My Account

International Day of Women and Girls in Science

Date: Tuesday 11 February 2020
Author: Councillor Penny Frost
Title: Chair of the Education and Children’s Services Committee

Councillor Penelope Frost

I am so tempted to write my blog this week to feature all the fun of Valentine’s Day, but that feels a bit frivolous - so instead, I am reflecting on the importance to our society of 11 February, which has been designated by the UN as their annual International Day to recognise the critical role women and girls play in science and technology.

Over the past 15 years, the global community has put much effort into inspiring and engaging women and girls in science. Yet women and girls continue to be steered away from participating fully in science and related fields through long-standing biases and gender stereotypes, and these are mirrored in our media. 

At present, fewer than 30 per cent of researchers worldwide are women. According to UNESCO data (2014 - 2016), only around 30 per cent of all female students select STEM-related fields in higher education. Globally, female students' enrolment is particularly low in ICT (3 per cent), natural science, mathematics and statistics (5 per cent) and in engineering, manufacturing and construction (8 per cent). 
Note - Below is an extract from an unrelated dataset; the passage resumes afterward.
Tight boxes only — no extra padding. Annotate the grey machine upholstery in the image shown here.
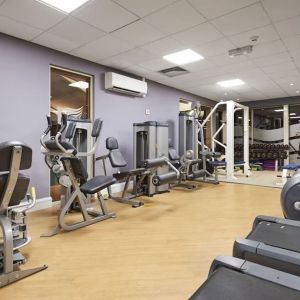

In order to achieve full and equal access to and participation in science for women and girls, and further achieve gender equality and the empowerment of women and girls, the United Nations General Assembly decided to establish an annual International Day on 11 February. Since science and gender equality are both vital for the achievement of the internationally agreed development goals, including the 2030 Agenda for Sustainable Development, this year's theme is Investment in women and girls in science for inclusive green growth.

This may sound a bit dry and academic, but tackling some of the greatest challenges of the Agenda for Sustainable Development -from improving health to combating climate change- will rely on harnessing all talent. That means getting more women working in these fields, and that is the great challenge for us to take on, through our teaching at school and university, our employment practices and our media. Diversity in research expands the pool of talented researchers, bringing in fresh perspectives, talent and creativity.

This International Day is a reminder that women and girls play a critical role in science and technology communities and that their participation should be strengthened.